GROSSETO – “Salama Napoli”, “Salama Milano”, “Parmesan Salami”, mozzarella grattugiata, continue allusioni di italianità per prodotti che nulla hanno a che spartire con il Made in Italy sono state in bella mostra per giorni a Milano all’esposizione che doveva raccontare la grandezza alimentare nazionale magnificata pochi metri più in là addirittura dall’ex presidente degli Stati Uniti Barack Obama. Insieme Federalimentare e Coldiretti denunciano la gravità della presenza di prodotti di scarsa qualità e basso prezzo smascherati dal servizio di “Striscia la notizia” che sembrava mostrare una di quelle “fiere degli orrori” che si stanno moltiplicando in giro per il mondo per proporre falso Made in Italy, piuttosto che la fiera milanese pensata per celebrare il cibo italiano e convincere i buyer mondiali a comprare il vero prodotto italiano. Un inaccettabile atto di autolesionismo a danno della filiera agroalimentare nazionale con la promozione di prodotti che – denunciano Federalimentare e Coldiretti – non solo rubano mercato e posti di lavoro a tutta la filiera agroalimentare italiana, ma ingannano i consumatori di tutto il mondo, con un giro di affari illegittimi pari a tre volte il vero export alimentare italiano.
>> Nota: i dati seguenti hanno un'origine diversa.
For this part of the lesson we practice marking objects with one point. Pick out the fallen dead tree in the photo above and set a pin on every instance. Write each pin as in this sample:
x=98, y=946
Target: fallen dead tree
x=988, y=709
“Occorre fare sistema per difendere con la trasparenza dell’informazione, dalle etichette alle fiere, un patrimonio nazionale dell’Italia sotto attacco dell’agropirateria internazionale che toglie al vero Made in Italy alimentare ogni anno 60 miliardi di euro e trecentomila posti di lavoro”, ha affermato il direttore di Coldiretti Grosseto Andrea Renna nel sottolineare che “operatori economici ed Istituzioni devono sostenere insieme il vero Made in Italy, dentro e fuori i confini nazionali, per contrastare la delocalizzazione e i suoi pesanti effetti sull’economia e sul lavoro”.
E’ “surreale e incomprensibile”, secondo il presidente di Federalimentare, Luigi Scordamaglia, “che si invitino espositori non italiani che, non solo sono tra i nostri principali concorrenti sul mercato mondiale con l’Italian sounding, ma che minano ogni giorno la reputazione dell’industria alimentare, solo per vendere qualche spazio in più”.
E prosegue: “i conti economici delle fiere non possono vincere sulle priorità del sistema. In passato, come federazione e come Paese, abbiamo concluso accordi con importanti fiere mondiali come quella di Colonia o con giganti dell’e-commerce come http://Alibaba.com per avere garanzie di contrasto alla vendita dell’Italian sounding ed oggi vanifichiamo gli sforzi incentivandone la diffusione o addirittura promuovendo i brand verso i buyer arrivati da tutto il mondo per la food week di Milano”. E conclude: “la domanda, ora, è se è giusto che chi non risponde a semplici regole di buon senso, continui a ricevere finanziamenti pubblici”.